10. Properly download everything from the website (actual priority stuff, central to she protocol, aren't even written, it's a to-do :).

All in all, great protocol to help whoever is running search engines.

For the rest, won't be the default (they seem to be aware of this in this in 11.5)

So trying to guess the future: push quic to Apache/nginx (because 11.5 bypass lots of deployment stuff too), hit websites once and determine who had latest code, cash in on bandwidth.

Not bad for a company start.

Do we need another protocol? Probably not. Will this see light of day?
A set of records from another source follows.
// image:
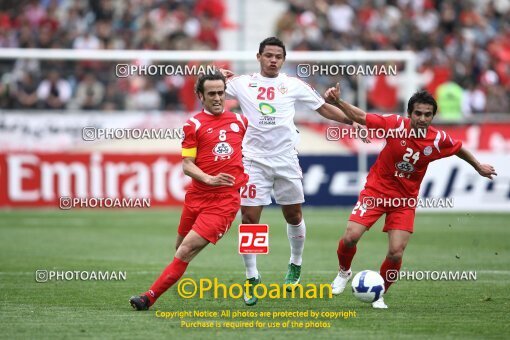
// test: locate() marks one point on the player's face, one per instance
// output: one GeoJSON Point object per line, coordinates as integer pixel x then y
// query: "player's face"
{"type": "Point", "coordinates": [422, 116]}
{"type": "Point", "coordinates": [213, 98]}
{"type": "Point", "coordinates": [271, 61]}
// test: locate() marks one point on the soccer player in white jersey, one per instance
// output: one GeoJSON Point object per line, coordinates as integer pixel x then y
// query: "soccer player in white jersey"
{"type": "Point", "coordinates": [267, 99]}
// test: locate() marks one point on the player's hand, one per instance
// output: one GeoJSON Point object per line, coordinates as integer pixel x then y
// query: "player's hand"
{"type": "Point", "coordinates": [226, 73]}
{"type": "Point", "coordinates": [487, 170]}
{"type": "Point", "coordinates": [332, 94]}
{"type": "Point", "coordinates": [221, 179]}
{"type": "Point", "coordinates": [361, 127]}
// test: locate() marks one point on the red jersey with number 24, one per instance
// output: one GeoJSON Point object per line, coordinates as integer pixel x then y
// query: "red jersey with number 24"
{"type": "Point", "coordinates": [216, 144]}
{"type": "Point", "coordinates": [403, 162]}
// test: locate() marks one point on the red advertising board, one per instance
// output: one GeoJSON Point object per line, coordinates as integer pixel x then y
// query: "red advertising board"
{"type": "Point", "coordinates": [40, 179]}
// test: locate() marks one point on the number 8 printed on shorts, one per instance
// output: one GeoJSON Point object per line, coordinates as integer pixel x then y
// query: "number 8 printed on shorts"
{"type": "Point", "coordinates": [249, 191]}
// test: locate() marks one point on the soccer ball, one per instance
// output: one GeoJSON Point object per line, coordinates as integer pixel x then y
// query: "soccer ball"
{"type": "Point", "coordinates": [368, 286]}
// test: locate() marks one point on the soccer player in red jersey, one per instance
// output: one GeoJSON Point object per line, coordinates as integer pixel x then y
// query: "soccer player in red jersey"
{"type": "Point", "coordinates": [397, 174]}
{"type": "Point", "coordinates": [212, 157]}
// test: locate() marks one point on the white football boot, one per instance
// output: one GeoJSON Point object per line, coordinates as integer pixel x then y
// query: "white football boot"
{"type": "Point", "coordinates": [340, 281]}
{"type": "Point", "coordinates": [379, 303]}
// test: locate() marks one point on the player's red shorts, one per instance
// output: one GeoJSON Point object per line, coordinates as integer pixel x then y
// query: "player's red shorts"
{"type": "Point", "coordinates": [365, 213]}
{"type": "Point", "coordinates": [209, 214]}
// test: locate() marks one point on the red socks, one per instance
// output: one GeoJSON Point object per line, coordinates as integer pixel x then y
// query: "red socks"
{"type": "Point", "coordinates": [391, 266]}
{"type": "Point", "coordinates": [345, 255]}
{"type": "Point", "coordinates": [168, 277]}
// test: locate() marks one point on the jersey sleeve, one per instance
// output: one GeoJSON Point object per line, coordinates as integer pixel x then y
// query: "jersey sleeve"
{"type": "Point", "coordinates": [309, 96]}
{"type": "Point", "coordinates": [386, 122]}
{"type": "Point", "coordinates": [446, 145]}
{"type": "Point", "coordinates": [232, 88]}
{"type": "Point", "coordinates": [189, 143]}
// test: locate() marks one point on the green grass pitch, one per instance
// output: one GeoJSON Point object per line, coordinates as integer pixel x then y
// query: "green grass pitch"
{"type": "Point", "coordinates": [141, 242]}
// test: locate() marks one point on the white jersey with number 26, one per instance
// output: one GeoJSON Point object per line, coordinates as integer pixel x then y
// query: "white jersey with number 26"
{"type": "Point", "coordinates": [268, 103]}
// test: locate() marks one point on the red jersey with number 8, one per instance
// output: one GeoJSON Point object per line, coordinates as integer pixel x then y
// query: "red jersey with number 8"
{"type": "Point", "coordinates": [402, 164]}
{"type": "Point", "coordinates": [216, 144]}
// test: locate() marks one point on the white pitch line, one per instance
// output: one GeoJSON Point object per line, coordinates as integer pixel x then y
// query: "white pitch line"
{"type": "Point", "coordinates": [320, 272]}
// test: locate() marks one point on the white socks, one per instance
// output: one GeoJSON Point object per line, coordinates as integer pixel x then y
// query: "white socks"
{"type": "Point", "coordinates": [296, 235]}
{"type": "Point", "coordinates": [250, 263]}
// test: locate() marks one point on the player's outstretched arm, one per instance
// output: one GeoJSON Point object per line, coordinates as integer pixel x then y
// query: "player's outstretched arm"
{"type": "Point", "coordinates": [485, 170]}
{"type": "Point", "coordinates": [226, 73]}
{"type": "Point", "coordinates": [192, 170]}
{"type": "Point", "coordinates": [331, 112]}
{"type": "Point", "coordinates": [352, 112]}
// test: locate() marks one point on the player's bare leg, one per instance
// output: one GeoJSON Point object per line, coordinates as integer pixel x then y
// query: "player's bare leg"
{"type": "Point", "coordinates": [190, 246]}
{"type": "Point", "coordinates": [397, 242]}
{"type": "Point", "coordinates": [345, 252]}
{"type": "Point", "coordinates": [251, 215]}
{"type": "Point", "coordinates": [296, 233]}
{"type": "Point", "coordinates": [178, 241]}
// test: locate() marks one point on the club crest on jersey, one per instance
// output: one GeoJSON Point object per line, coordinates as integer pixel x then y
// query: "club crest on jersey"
{"type": "Point", "coordinates": [427, 151]}
{"type": "Point", "coordinates": [222, 151]}
{"type": "Point", "coordinates": [266, 109]}
{"type": "Point", "coordinates": [405, 166]}
{"type": "Point", "coordinates": [234, 127]}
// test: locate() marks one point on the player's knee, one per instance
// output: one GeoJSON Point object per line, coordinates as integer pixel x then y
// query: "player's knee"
{"type": "Point", "coordinates": [185, 252]}
{"type": "Point", "coordinates": [351, 239]}
{"type": "Point", "coordinates": [294, 219]}
{"type": "Point", "coordinates": [395, 254]}
{"type": "Point", "coordinates": [294, 216]}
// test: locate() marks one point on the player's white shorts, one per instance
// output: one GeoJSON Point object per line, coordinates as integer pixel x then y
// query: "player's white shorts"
{"type": "Point", "coordinates": [279, 173]}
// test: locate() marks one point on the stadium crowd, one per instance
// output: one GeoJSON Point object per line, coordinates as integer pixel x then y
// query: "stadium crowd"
{"type": "Point", "coordinates": [463, 48]}
{"type": "Point", "coordinates": [101, 24]}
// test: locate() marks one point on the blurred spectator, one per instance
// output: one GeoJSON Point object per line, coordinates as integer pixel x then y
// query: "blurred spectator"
{"type": "Point", "coordinates": [87, 41]}
{"type": "Point", "coordinates": [497, 100]}
{"type": "Point", "coordinates": [340, 16]}
{"type": "Point", "coordinates": [26, 92]}
{"type": "Point", "coordinates": [89, 93]}
{"type": "Point", "coordinates": [147, 98]}
{"type": "Point", "coordinates": [467, 42]}
{"type": "Point", "coordinates": [113, 100]}
{"type": "Point", "coordinates": [474, 99]}
{"type": "Point", "coordinates": [54, 92]}
{"type": "Point", "coordinates": [450, 102]}
{"type": "Point", "coordinates": [102, 24]}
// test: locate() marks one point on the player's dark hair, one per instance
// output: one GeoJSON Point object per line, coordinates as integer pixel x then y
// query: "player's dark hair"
{"type": "Point", "coordinates": [217, 75]}
{"type": "Point", "coordinates": [422, 97]}
{"type": "Point", "coordinates": [272, 41]}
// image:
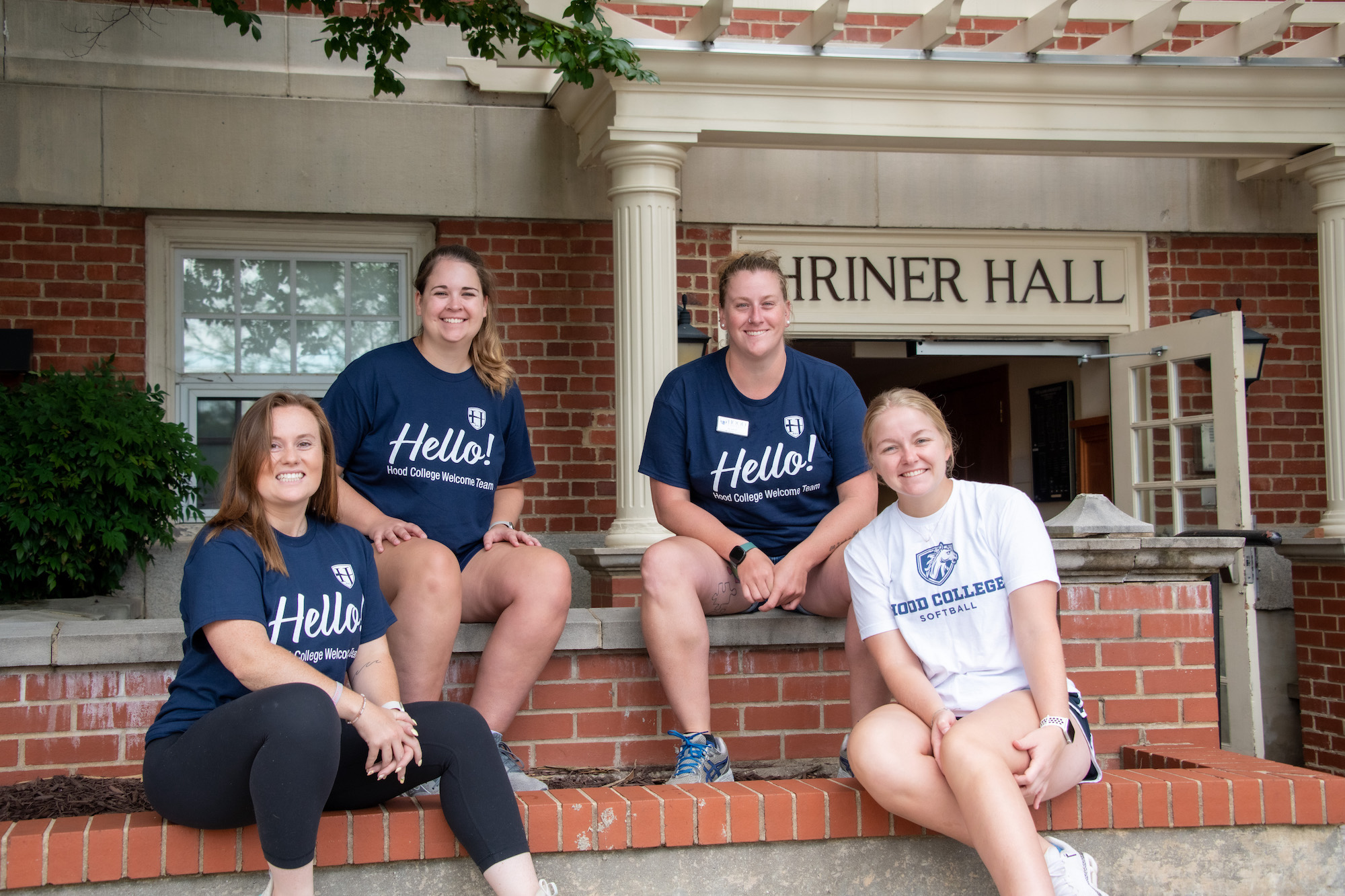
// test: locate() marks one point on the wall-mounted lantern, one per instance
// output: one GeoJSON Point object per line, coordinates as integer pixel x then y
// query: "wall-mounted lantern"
{"type": "Point", "coordinates": [1254, 349]}
{"type": "Point", "coordinates": [691, 342]}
Probably yes since Google's money are pushing it.

pc2g4d · on Aug 1, 2016

As I read this post, QUIC has been introduced at least partly to solve the problem of head-of-line blocking. Head-of-line blocking in turn has become a problem since the adoption of HTTP/2, formerly known as SPDY, which is the protocol Google previously foisted upon the world. So the core protocols involved in the web are now the playthings of Google, and when Google screws up the answer is yet another new and shiny protocol with unknown sideeffects.

I know this misconstrues Google's role in all of this somewhat, but it's an interpretation that crossed my mind.

arpa · on Aug 2, 2016

And it does ring true.

nimrody · on Aug 1, 2016

Do mobile networks (cellular networks) these day commonly allow anything but TCP? (or even HTTP? Most firewalls block anything that is not HTTP/HTTPS)

otoburb · on Aug 1, 2016

Carrier firewall policies generally allow any outbound traffic. Some carriers in specific countries may have more restrictive policies for either regulatory or carrier-specific reasons, such as the United Arab Emirates Telecommunications Regulatory Authority mandating all VoIP services obtain licenses[1], resulting in specific blocks on VoIP traffic such as Skype, WhatsApp, Viber, etc.[2].

[1] https://www.tra.gov.ae/en/faq.aspx (check out the VOIP section)

[2] http://gulfbusiness.com/snapchat-voice-and-video-calling-blo...

anilgulecha · on Aug 1, 2016

Don't see why not -- many popular VoIP protocols run over UDP.

azylman · on Aug 1, 2016

Lots of video games (including mobile) use UDP so I'd be very surprised if mobile networks blocked UDP.

clarry · on Aug 3, 2016

In Finland, the big operators use CGN by default. So if it works, it only works as a one-way street and p2p or hosting your game at home is no-go.

At least one operator allows you to lift the restriction though. With money.

pookeh · on Aug 1, 2016

> The QUIC protocol implements its own crypto-layer so does not make use of the existing TLS 1.2.

So in addition to proving lower layer solution to things like network congestion they also have to prove their crypto layer? Sounds like an equally large task, if not larger.

And even if all TCP implementors decide to adopt the next task is to make servers and clients adopt the crypto layer.

z52 · on Aug 3, 2016

How about creating QUIC protocol tuneling tool (which would be needed on both sides of connection) - for example for tuneling mysql tcp traffic between client and server in configurations where those are on diffrent networks? (pings >1ms)

meganvito · on Aug 1, 2016

I think before googlers stopping add dramas to our daily drop sorry typo, job. Maybe I kindaly sort of suggest them dedup the www and provide web-wise random file access.

anonbanker · on Aug 1, 2016

How long until this becomes a transport over BATMAN?